Thursday, September 30, 2010

The Post-Postmodernist Cane Shop

Nine years ago in London, Mrs. Buce declared herself in need of a cane walking stick. I consulted my friend Richard who hied us off to James Smith & Son Umbrellas Ltd Est Since (sic?) 1830, at the shag end of New Oxford Street, just before it morphs into Theobald's Road.  It certainly was the very essence of what would want out of a Victorian London retail establishment solid and respectable enough that you could easily picture Prime Minister Gladstone showing up for his periodic umbrella fix (Neville Chamberlain to, I suppose, though perhaps they don't talk about this so much).

Last week in London, Mrs. B. declared herself in need of a replacement cane walking sticthe nine-year-old item having earned, so she felt, an honorable retirement (or at least "senior status" with limited caseload, like the Federal judiciary) and I am pleased to report that James Smith is still doing business in the old-fashioned way,  not one jot iota having been altered in the meantime (save and except some evidently scrupulous dusting and polishing).
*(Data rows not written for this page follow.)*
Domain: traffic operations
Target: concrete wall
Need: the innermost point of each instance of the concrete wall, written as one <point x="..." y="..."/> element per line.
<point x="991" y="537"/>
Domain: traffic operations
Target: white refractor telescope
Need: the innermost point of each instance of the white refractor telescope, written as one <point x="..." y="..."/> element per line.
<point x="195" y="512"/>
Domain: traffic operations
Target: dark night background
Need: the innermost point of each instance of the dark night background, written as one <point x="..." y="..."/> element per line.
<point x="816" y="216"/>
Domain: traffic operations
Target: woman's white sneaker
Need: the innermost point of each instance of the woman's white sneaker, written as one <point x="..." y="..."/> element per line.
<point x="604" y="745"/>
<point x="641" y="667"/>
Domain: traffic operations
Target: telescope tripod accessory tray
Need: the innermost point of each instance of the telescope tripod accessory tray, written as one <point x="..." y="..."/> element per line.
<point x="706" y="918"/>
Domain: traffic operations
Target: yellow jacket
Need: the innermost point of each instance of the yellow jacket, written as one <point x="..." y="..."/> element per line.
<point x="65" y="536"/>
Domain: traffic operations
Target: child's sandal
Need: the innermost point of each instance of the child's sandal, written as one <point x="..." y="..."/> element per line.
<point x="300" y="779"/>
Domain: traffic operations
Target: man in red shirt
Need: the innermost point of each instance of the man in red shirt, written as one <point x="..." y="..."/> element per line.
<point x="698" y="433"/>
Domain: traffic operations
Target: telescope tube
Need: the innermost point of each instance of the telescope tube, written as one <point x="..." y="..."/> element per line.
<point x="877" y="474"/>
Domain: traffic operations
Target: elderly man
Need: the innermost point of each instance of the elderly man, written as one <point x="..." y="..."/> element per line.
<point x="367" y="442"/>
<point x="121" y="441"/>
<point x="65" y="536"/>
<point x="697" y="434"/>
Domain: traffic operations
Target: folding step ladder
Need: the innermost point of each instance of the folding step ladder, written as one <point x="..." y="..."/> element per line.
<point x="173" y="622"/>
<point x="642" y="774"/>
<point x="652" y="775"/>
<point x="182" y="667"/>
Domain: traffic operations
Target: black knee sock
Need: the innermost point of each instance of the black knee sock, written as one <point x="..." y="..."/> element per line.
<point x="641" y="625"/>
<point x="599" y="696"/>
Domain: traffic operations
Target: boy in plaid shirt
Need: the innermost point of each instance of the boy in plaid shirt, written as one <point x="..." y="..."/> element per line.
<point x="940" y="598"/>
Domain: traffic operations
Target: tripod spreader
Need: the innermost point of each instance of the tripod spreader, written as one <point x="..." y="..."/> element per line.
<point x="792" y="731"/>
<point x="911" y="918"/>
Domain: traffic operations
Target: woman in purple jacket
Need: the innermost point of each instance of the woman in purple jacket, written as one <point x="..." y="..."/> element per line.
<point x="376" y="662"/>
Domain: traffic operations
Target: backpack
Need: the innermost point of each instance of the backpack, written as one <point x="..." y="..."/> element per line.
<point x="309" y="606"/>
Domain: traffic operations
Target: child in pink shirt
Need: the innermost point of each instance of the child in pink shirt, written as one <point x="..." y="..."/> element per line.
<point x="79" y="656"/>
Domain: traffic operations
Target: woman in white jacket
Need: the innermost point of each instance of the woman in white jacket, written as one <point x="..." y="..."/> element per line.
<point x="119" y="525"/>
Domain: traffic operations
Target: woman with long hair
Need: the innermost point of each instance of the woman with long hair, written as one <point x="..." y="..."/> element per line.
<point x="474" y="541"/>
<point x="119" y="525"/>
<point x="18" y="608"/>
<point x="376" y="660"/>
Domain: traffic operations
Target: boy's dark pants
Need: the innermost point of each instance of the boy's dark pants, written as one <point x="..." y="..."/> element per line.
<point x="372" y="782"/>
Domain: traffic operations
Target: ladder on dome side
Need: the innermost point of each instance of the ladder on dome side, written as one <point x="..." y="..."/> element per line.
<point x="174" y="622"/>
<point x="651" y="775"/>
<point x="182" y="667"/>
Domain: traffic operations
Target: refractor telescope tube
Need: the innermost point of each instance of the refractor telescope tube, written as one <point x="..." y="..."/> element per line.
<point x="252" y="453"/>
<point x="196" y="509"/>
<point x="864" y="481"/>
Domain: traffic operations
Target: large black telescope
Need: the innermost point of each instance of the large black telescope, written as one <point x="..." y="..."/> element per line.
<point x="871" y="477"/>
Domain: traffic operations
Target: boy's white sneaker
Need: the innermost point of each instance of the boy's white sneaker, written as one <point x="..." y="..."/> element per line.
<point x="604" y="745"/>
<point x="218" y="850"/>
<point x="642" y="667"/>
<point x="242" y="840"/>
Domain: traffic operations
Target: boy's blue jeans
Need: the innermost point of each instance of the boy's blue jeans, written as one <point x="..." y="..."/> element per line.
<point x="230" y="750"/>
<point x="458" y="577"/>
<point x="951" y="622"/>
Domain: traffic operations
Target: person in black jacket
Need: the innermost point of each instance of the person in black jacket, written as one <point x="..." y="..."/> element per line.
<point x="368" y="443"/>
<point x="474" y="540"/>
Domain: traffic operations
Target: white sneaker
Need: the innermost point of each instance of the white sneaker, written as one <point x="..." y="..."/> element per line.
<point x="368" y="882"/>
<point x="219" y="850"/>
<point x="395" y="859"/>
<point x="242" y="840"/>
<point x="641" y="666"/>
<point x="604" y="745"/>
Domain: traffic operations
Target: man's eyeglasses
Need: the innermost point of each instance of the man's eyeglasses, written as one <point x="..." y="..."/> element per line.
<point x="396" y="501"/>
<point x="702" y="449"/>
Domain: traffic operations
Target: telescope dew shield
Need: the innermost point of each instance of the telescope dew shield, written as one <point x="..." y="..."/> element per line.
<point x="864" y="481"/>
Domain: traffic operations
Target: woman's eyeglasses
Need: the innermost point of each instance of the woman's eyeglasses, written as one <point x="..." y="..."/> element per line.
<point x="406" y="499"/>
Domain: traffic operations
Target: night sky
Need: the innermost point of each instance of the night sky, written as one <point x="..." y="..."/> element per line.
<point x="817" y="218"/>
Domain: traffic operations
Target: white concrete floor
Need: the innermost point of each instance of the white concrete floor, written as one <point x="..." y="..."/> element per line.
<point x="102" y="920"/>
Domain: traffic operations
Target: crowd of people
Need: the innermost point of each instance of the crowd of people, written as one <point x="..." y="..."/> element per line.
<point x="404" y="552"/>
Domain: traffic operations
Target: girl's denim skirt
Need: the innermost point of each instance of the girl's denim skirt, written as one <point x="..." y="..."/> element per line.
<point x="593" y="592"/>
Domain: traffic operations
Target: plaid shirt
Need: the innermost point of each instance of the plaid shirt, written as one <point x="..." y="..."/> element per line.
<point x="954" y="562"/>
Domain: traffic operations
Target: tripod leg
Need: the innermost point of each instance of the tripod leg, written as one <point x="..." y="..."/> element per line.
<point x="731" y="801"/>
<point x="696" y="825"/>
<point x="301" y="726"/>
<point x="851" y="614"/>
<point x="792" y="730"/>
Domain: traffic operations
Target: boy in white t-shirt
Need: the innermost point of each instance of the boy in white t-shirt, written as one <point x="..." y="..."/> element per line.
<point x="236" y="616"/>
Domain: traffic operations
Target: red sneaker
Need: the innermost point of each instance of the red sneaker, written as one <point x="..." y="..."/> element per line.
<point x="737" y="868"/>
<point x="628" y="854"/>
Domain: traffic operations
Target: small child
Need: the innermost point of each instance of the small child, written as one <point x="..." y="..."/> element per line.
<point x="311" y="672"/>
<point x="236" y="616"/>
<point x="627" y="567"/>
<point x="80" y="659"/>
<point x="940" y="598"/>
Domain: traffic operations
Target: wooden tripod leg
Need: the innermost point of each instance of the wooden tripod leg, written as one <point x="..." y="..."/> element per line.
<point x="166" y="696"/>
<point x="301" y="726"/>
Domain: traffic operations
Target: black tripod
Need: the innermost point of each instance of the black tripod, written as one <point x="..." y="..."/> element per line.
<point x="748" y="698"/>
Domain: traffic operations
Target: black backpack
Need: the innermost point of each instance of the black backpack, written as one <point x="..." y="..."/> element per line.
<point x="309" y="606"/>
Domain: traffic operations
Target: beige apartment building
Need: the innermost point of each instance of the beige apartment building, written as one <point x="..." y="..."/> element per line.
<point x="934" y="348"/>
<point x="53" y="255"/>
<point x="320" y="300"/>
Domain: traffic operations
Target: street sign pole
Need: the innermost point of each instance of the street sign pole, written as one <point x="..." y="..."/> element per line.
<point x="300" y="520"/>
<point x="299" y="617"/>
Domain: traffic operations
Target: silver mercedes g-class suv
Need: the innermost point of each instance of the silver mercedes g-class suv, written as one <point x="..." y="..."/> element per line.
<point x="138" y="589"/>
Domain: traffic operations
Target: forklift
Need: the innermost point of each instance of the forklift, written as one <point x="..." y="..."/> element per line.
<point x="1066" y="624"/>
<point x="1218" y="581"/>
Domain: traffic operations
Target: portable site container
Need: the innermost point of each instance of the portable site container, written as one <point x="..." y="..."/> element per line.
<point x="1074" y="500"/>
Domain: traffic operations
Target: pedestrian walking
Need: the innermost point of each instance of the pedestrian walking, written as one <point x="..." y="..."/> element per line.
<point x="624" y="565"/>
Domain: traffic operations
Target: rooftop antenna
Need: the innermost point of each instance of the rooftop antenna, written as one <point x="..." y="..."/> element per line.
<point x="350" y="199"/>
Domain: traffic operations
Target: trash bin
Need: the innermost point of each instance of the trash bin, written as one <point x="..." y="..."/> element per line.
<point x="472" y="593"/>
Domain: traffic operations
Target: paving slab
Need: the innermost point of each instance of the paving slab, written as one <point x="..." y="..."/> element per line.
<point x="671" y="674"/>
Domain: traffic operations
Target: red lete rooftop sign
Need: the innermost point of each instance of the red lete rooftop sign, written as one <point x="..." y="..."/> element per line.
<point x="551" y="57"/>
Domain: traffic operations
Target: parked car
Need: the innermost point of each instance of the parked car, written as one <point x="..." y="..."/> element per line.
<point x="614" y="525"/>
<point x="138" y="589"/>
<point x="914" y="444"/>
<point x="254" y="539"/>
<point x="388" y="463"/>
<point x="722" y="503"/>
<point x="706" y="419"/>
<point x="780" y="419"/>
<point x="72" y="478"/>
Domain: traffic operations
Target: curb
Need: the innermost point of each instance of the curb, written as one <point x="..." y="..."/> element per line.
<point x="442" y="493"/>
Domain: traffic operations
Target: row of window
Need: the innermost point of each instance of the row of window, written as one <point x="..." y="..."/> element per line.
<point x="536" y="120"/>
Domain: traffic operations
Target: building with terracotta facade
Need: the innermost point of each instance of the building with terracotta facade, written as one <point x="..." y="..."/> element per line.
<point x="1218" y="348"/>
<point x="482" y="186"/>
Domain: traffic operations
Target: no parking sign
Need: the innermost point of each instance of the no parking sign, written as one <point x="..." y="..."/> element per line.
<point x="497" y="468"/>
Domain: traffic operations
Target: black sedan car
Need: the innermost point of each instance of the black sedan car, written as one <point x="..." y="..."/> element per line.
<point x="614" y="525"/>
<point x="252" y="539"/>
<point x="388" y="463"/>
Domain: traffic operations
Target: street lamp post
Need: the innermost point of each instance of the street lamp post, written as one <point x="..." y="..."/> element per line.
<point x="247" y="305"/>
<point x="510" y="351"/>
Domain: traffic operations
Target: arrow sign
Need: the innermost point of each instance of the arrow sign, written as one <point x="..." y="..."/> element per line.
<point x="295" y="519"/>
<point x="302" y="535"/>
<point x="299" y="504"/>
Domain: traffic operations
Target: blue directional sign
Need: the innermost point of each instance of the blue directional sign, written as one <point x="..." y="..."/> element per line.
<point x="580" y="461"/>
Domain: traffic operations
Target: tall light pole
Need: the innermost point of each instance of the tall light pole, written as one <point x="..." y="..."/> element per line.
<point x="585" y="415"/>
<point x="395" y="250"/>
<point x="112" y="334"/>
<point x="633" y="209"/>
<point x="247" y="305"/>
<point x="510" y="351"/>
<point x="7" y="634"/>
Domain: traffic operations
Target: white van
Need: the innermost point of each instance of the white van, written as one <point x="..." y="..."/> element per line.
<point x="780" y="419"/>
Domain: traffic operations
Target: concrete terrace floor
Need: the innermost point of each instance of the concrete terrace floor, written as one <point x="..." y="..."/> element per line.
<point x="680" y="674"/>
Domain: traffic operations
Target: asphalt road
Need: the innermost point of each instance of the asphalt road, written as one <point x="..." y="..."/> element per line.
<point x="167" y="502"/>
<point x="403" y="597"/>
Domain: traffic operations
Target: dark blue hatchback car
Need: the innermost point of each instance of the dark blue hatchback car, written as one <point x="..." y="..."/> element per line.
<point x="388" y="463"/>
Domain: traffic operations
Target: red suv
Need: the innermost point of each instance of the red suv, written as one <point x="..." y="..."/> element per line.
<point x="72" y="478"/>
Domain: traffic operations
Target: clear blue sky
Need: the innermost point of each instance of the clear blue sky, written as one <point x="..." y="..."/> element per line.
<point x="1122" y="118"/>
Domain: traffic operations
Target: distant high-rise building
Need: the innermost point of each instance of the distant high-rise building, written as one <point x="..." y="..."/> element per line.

This is all wonderful and no doubt the hope of this frisson of satisfaction is part of what drew us back to our former haunts, or haunt.  But all of this urges the question: after 180 years of sedulously exemplifying a particular tradition, can there be anything--anything--that remains of their original unselfconscious self? Mustn't it be true that at this point, just every fragment of the array must be understood as a form of marketing designed perhaps primarily for wide-eyed foreigners who loved to believe--even as they do not really believe--that There'll Always be an England, as long as there is James Smith?

I do not wish to be understood as complaining here.  I will take all this unironized irony with all the grace I can muster and salute them for not falling headlong over into the bin of self-parody.  But I remember another trip to England a few years ago when we spent Christmas Eve at Canterbury Cathedral.  The music was gorgeous (the weather outside was awful, which helped).  And the Canon--the Canon looked for all the world like he ought to be in the cast of a Victorian soaper (probably a Trollope) on Mawsterpiece Theatre.  I found myself wondering: did Mawsterpiece Theatre copy this guy, or did he get to be Canon because he looked like he ought to be on Mawsterpiece Theatre.  I think I  need a pick-me-up.  No thanks, not sherry.